# Ho do I connect 200 LEDs ????



## ironfreak (Aug 19, 2009)

Im building a temple for upcoming festival... Want to cover it with white LEDs from all sides... I just have questions... How do I connect the LEDs ? I mean how to make connections ? SO that when switch is put ON, all will glow at a time... And of course I will require adapter.. how much volts ? and which other components I will require ?

Im bad at electricals. So please help..


----------



## a_to_z123 (Aug 22, 2009)

Dude y r u gettin into so much trouble??

These days Chinese LED garlands are available everywhere at extremely cheap costs.
You can choose according to the number of LEDs connected in a single garland.

They'll be neatly connected than what you will yourself connect and they come with different glowing patterns!


----------



## popularbhaskar (Aug 23, 2009)

Exactly.. And infact the cost of them will be cheaper than buying the LED's individually.. add the cost of cables and stuff to that..


----------



## pimpom (Aug 23, 2009)

I like to see people take an interest in electronics and try to help where I can. But this is not a simple case like connecting several 12-volt bulbs to a 12V car battery. It involves understanding series and parallel circuits and current control.

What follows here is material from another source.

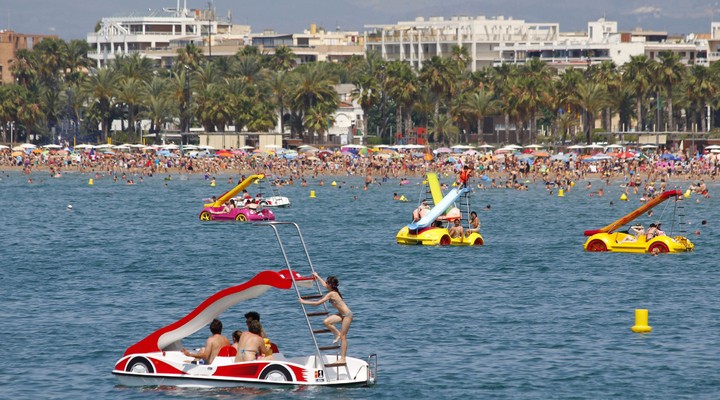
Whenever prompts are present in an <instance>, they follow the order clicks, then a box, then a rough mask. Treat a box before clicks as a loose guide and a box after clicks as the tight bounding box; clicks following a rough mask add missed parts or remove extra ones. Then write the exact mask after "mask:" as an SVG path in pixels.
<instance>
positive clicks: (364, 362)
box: [112, 222, 377, 388]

If the project involved only a few LEDs, it may be possible to give some instructions to make it successful. But while it is possible to run 200 LEDs from, say, a 9-volt adaptor, it's not very practical.

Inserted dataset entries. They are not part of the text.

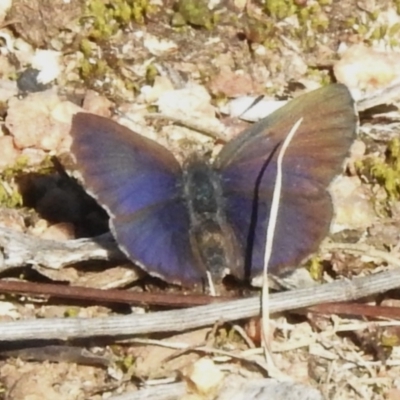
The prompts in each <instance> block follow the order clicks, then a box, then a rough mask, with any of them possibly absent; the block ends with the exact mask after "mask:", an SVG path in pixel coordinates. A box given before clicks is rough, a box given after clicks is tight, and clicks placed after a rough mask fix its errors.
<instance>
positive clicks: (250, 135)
mask: <svg viewBox="0 0 400 400" xmlns="http://www.w3.org/2000/svg"><path fill="white" fill-rule="evenodd" d="M300 118H303V121H302V123H301V125H300V127H299V129H298V130H297V132H296V133H295V136H294V138H293V140H292V142H291V143H290V146H289V147H288V149H287V151H286V153H285V157H284V159H283V174H282V192H281V198H280V204H279V210H278V221H277V227H276V232H275V236H274V243H273V253H272V258H271V260H270V266H269V271H270V272H272V273H274V274H278V275H279V274H283V273H284V272H286V271H288V270H290V269H291V268H293V267H295V266H296V265H297V264H298V263H299V262H300V261H301V260H302V259H304V258H305V257H306V256H307V255H308V254H310V253H311V252H314V251H315V250H316V249H317V248H318V246H319V243H320V241H321V240H322V239H323V238H324V237H325V236H326V234H327V233H328V230H329V225H330V221H331V219H332V216H333V206H332V203H331V199H330V195H329V193H328V191H327V186H328V185H329V183H330V182H331V181H332V179H333V178H334V177H335V176H336V175H337V174H338V173H339V172H340V171H341V168H342V164H343V161H344V159H345V157H346V155H347V153H348V151H349V148H350V145H351V143H352V141H353V140H354V136H355V131H356V125H357V117H356V114H355V111H354V105H353V100H352V98H351V95H350V93H349V91H348V90H347V88H346V87H345V86H344V85H340V84H337V85H330V86H328V87H325V88H322V89H319V90H316V91H313V92H310V93H307V94H305V95H303V96H301V97H299V98H296V99H294V100H292V101H290V102H289V103H288V104H287V105H285V106H284V107H282V108H280V109H279V110H277V111H275V112H274V113H273V114H271V115H270V116H268V117H266V118H264V119H263V120H261V121H260V122H258V123H256V124H254V125H253V126H252V127H251V128H249V129H248V130H246V131H245V132H243V133H241V134H240V135H239V136H238V137H237V138H235V139H233V140H232V141H231V142H229V143H228V144H227V145H225V147H224V148H223V149H222V151H221V152H220V154H219V155H218V156H217V159H216V161H215V163H214V167H215V169H216V170H217V171H218V172H219V176H220V178H221V185H222V189H223V193H224V197H225V199H226V209H225V212H226V214H227V218H228V221H229V222H230V223H231V224H232V226H233V227H234V230H235V232H236V233H237V235H238V236H239V237H240V239H241V243H242V246H243V249H244V252H245V256H244V257H245V259H246V263H247V266H246V268H247V270H248V273H247V274H248V276H249V277H256V276H257V275H259V274H260V273H261V271H262V269H263V257H264V248H265V234H266V227H267V224H268V219H269V210H270V205H271V199H272V193H273V189H274V185H275V179H276V158H277V155H278V152H279V149H280V146H281V144H282V142H283V141H284V139H285V137H286V135H287V134H288V133H289V131H290V130H291V129H292V127H293V126H294V124H295V123H296V122H297V121H298V120H299V119H300Z"/></svg>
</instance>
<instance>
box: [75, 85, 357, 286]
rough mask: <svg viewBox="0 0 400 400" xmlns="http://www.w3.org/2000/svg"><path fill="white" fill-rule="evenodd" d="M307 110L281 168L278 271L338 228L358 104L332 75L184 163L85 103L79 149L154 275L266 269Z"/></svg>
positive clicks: (133, 244) (300, 256)
mask: <svg viewBox="0 0 400 400" xmlns="http://www.w3.org/2000/svg"><path fill="white" fill-rule="evenodd" d="M300 118H301V119H302V123H301V125H300V127H299V129H298V131H297V132H296V134H295V136H294V139H293V140H292V142H291V145H290V146H289V148H288V150H287V151H286V153H285V157H284V160H283V166H282V170H283V173H282V193H281V197H280V205H279V210H278V224H277V227H276V231H275V235H274V243H273V252H272V257H271V261H270V266H269V271H270V272H271V273H273V274H276V275H282V274H285V273H286V272H289V271H291V270H292V269H293V268H294V267H295V266H296V265H297V264H298V263H300V262H301V261H302V260H303V259H304V258H305V257H307V256H308V255H309V254H310V253H312V252H314V251H316V250H317V249H318V246H319V244H320V242H321V240H322V239H323V238H324V237H325V236H326V234H327V233H328V232H329V226H330V223H331V220H332V216H333V205H332V201H331V198H330V195H329V192H328V190H327V188H328V186H329V184H330V182H331V181H332V179H333V178H334V177H335V176H336V175H338V174H339V173H340V171H341V168H342V164H343V161H344V159H345V157H346V155H347V153H348V150H349V147H350V145H351V143H352V141H353V140H354V137H355V133H356V126H357V117H356V114H355V111H354V102H353V100H352V98H351V96H350V94H349V92H348V90H347V88H346V87H345V86H343V85H340V84H337V85H331V86H328V87H325V88H322V89H319V90H316V91H313V92H310V93H307V94H305V95H303V96H301V97H299V98H296V99H294V100H292V101H291V102H289V103H288V104H287V105H286V106H284V107H282V108H281V109H279V110H277V111H275V112H274V113H273V114H272V115H270V116H268V117H266V118H265V119H263V120H261V121H260V122H258V123H256V124H254V125H253V126H252V127H251V128H250V129H248V130H246V131H245V132H243V133H241V134H240V135H238V137H237V138H235V139H233V140H231V141H230V142H229V143H227V144H226V145H225V146H224V147H223V149H222V150H221V152H220V153H219V154H218V156H217V158H216V160H215V161H214V163H212V164H210V163H208V162H205V161H203V160H202V159H200V158H198V157H195V158H193V159H190V160H189V161H188V162H186V163H185V164H184V165H183V166H181V165H180V164H179V163H178V161H177V160H176V159H175V157H174V156H173V155H172V153H171V152H169V151H168V150H167V149H165V148H164V147H162V146H161V145H159V144H158V143H156V142H154V141H152V140H150V139H148V138H145V137H143V136H141V135H138V134H137V133H135V132H132V131H130V130H129V129H128V128H125V127H123V126H121V125H119V124H117V123H116V122H114V121H112V120H109V119H107V118H103V117H99V116H95V115H91V114H85V113H78V114H77V115H76V116H75V117H74V119H73V124H72V130H71V134H72V137H73V145H72V152H73V154H74V155H75V157H76V159H77V162H78V165H79V168H80V170H81V172H82V175H83V178H84V182H85V185H86V187H87V189H88V191H89V193H91V194H92V195H93V197H95V198H96V199H97V200H98V201H99V203H100V204H101V205H103V207H104V208H105V209H106V210H107V211H108V213H109V215H110V227H111V231H112V233H113V235H114V236H115V238H116V240H117V242H118V244H119V246H120V247H121V249H122V250H123V251H124V252H125V253H126V254H127V256H128V257H129V258H131V259H132V260H133V261H134V262H135V263H137V264H139V265H140V266H141V267H142V268H144V269H145V270H146V271H148V272H149V273H150V274H152V275H155V276H160V277H161V278H163V279H165V280H167V281H168V282H173V283H179V284H183V285H192V284H197V283H201V282H204V280H205V279H206V273H207V272H209V273H210V274H211V276H212V278H213V280H216V281H220V280H221V279H222V278H223V276H224V275H225V274H226V273H227V271H229V273H230V274H232V275H234V276H236V277H237V278H239V279H250V280H251V279H253V278H257V276H259V275H260V274H261V273H262V270H263V260H264V250H265V236H266V229H267V225H268V220H269V211H270V205H271V199H272V193H273V189H274V185H275V181H276V171H277V165H276V162H277V161H276V160H277V155H278V152H279V148H280V146H281V144H282V142H283V140H284V139H285V136H286V135H287V134H288V133H289V131H290V130H291V129H292V127H293V125H294V124H295V123H296V122H297V121H298V120H299V119H300Z"/></svg>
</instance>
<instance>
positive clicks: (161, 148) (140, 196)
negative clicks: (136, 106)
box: [71, 113, 203, 284]
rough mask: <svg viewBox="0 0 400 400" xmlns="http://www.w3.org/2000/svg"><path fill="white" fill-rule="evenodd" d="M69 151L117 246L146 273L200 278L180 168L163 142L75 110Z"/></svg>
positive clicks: (166, 278) (201, 277) (199, 278)
mask: <svg viewBox="0 0 400 400" xmlns="http://www.w3.org/2000/svg"><path fill="white" fill-rule="evenodd" d="M71 135H72V138H73V144H72V147H71V150H72V153H73V154H74V155H75V157H76V159H77V164H78V166H79V168H80V171H81V173H82V176H83V179H84V182H85V186H86V187H87V189H88V191H89V193H90V194H91V195H92V196H93V197H94V198H96V199H97V200H98V201H99V203H100V204H101V205H102V206H103V207H104V208H105V209H106V210H107V211H108V213H109V215H110V227H111V231H112V233H113V235H114V237H115V239H116V241H117V243H118V244H119V246H120V248H121V249H122V250H123V251H124V252H125V253H126V255H127V256H128V257H129V258H130V259H131V260H132V261H134V262H135V263H137V264H139V265H140V266H141V267H142V268H144V269H145V270H146V271H148V272H149V273H150V274H152V275H155V276H160V277H162V278H164V279H166V280H167V281H169V282H176V283H183V284H191V283H195V282H199V281H200V280H201V279H202V277H203V273H202V271H200V270H198V269H197V268H196V267H195V263H194V260H193V255H192V252H191V246H190V239H189V234H188V232H189V222H190V221H189V215H188V210H187V208H186V205H185V203H184V200H183V195H182V182H181V179H182V170H181V167H180V165H179V163H178V161H177V160H176V159H175V158H174V156H173V155H172V153H170V152H169V151H168V150H167V149H165V148H164V147H163V146H161V145H159V144H158V143H156V142H154V141H152V140H150V139H148V138H145V137H143V136H141V135H138V134H137V133H135V132H132V131H131V130H129V129H128V128H126V127H124V126H122V125H119V124H117V123H116V122H114V121H112V120H110V119H108V118H103V117H100V116H96V115H92V114H87V113H78V114H76V115H75V116H74V118H73V122H72V129H71Z"/></svg>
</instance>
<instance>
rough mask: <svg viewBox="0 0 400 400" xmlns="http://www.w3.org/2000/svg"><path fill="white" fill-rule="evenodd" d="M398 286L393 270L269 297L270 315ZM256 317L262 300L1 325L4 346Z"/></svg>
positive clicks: (351, 298) (56, 318)
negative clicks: (134, 313)
mask: <svg viewBox="0 0 400 400" xmlns="http://www.w3.org/2000/svg"><path fill="white" fill-rule="evenodd" d="M397 287H400V270H398V269H394V270H391V271H385V272H381V273H378V274H375V275H370V276H367V277H362V278H354V279H353V280H351V281H348V280H341V281H335V282H332V283H328V284H324V285H319V286H317V287H312V288H306V289H299V290H292V291H287V292H283V293H276V294H273V295H271V296H270V302H269V310H270V312H271V313H275V312H280V311H285V310H291V309H299V308H304V307H308V306H312V305H317V304H321V303H328V302H338V301H349V300H355V299H359V298H362V297H366V296H370V295H374V294H377V293H382V292H385V291H388V290H391V289H394V288H397ZM258 315H260V300H259V298H258V297H253V298H248V299H240V300H234V301H229V302H226V303H220V304H210V305H207V306H200V307H192V308H188V309H183V310H172V311H161V312H154V313H151V314H140V315H135V314H133V315H128V316H114V317H108V318H49V319H40V320H25V321H14V322H3V323H1V324H0V342H5V341H18V340H28V339H59V340H60V339H61V340H68V339H73V338H84V337H86V338H87V337H96V336H119V337H121V336H135V335H141V334H149V333H154V332H158V333H160V332H177V331H185V330H188V329H194V328H198V327H204V326H210V325H213V324H214V323H215V321H219V320H223V321H237V320H240V319H244V318H250V317H254V316H258Z"/></svg>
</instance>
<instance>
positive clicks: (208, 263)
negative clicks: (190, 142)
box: [184, 159, 241, 283]
mask: <svg viewBox="0 0 400 400" xmlns="http://www.w3.org/2000/svg"><path fill="white" fill-rule="evenodd" d="M184 191H185V198H186V199H187V200H186V202H187V207H188V211H189V216H190V222H191V228H190V232H189V233H190V243H191V246H192V250H193V253H194V255H195V258H196V261H197V262H198V264H199V267H200V268H202V269H204V271H209V272H210V274H211V276H212V279H213V281H214V282H215V283H219V282H220V281H221V280H222V278H223V277H224V276H225V275H227V273H229V270H231V269H232V268H233V267H234V264H236V263H238V262H240V261H239V260H240V259H241V258H240V256H239V254H240V246H239V243H238V242H237V239H236V236H235V235H234V232H233V231H232V228H231V227H230V225H229V224H228V223H227V220H226V216H225V213H224V211H223V210H225V207H224V198H223V195H222V189H221V185H220V180H219V176H218V175H217V173H216V172H215V171H214V170H213V169H212V168H211V166H210V165H209V164H208V163H207V162H205V161H203V160H198V159H195V160H192V161H189V162H187V164H186V168H185V173H184ZM234 269H235V270H236V268H234Z"/></svg>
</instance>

A more practical approach would be to string about 60 LEDs in series with a current limiting device, connect three such strings in parallel and run the whole thing from a 230V AC mains. This will require proper insulation and safety techniques.

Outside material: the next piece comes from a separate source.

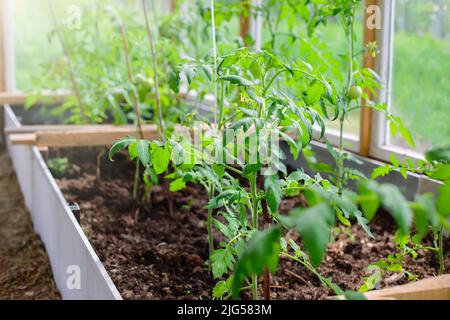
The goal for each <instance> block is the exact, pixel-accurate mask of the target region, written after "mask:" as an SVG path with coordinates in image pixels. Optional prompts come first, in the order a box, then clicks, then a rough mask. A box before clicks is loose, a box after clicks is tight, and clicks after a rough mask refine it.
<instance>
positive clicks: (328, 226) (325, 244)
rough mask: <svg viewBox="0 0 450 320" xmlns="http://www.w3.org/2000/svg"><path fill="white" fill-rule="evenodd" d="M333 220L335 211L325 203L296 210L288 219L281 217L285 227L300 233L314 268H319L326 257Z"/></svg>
mask: <svg viewBox="0 0 450 320" xmlns="http://www.w3.org/2000/svg"><path fill="white" fill-rule="evenodd" d="M332 219H333V211H332V210H331V208H330V206H329V205H328V204H326V203H324V202H322V203H319V204H318V205H316V206H314V207H310V208H308V209H301V208H298V209H294V210H293V211H291V213H290V214H289V216H288V217H280V220H281V222H282V223H283V224H284V225H286V226H287V227H288V228H293V229H295V230H296V231H297V232H298V233H300V235H301V236H302V240H303V243H304V245H305V248H306V250H307V251H308V253H309V255H310V256H311V262H312V263H313V265H314V266H318V265H319V264H320V262H321V261H322V258H323V256H324V255H325V251H326V249H327V246H328V243H329V240H330V231H331V225H332Z"/></svg>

So, while the basic principle is quite simple, it is not suitable for someone without some background knowledge of electricity and electronics.


----------



## shaunak (Aug 24, 2009)

*www.instructables.com/id/LED-Replacement-Fluorescent-Tube/

*www.instructables.com/id/Low-Profile-LED-Shelf-Lighting/

Instructables has a bunch of other circuits as well. Just look through.


----------



## ironfreak (Sep 5, 2009)

Well thanks guys... I know its stupid to reply on this forgotten thread now. But I purchased chinese made garland of 150 white LEDs....

@shaunak: thanks for those links...


----------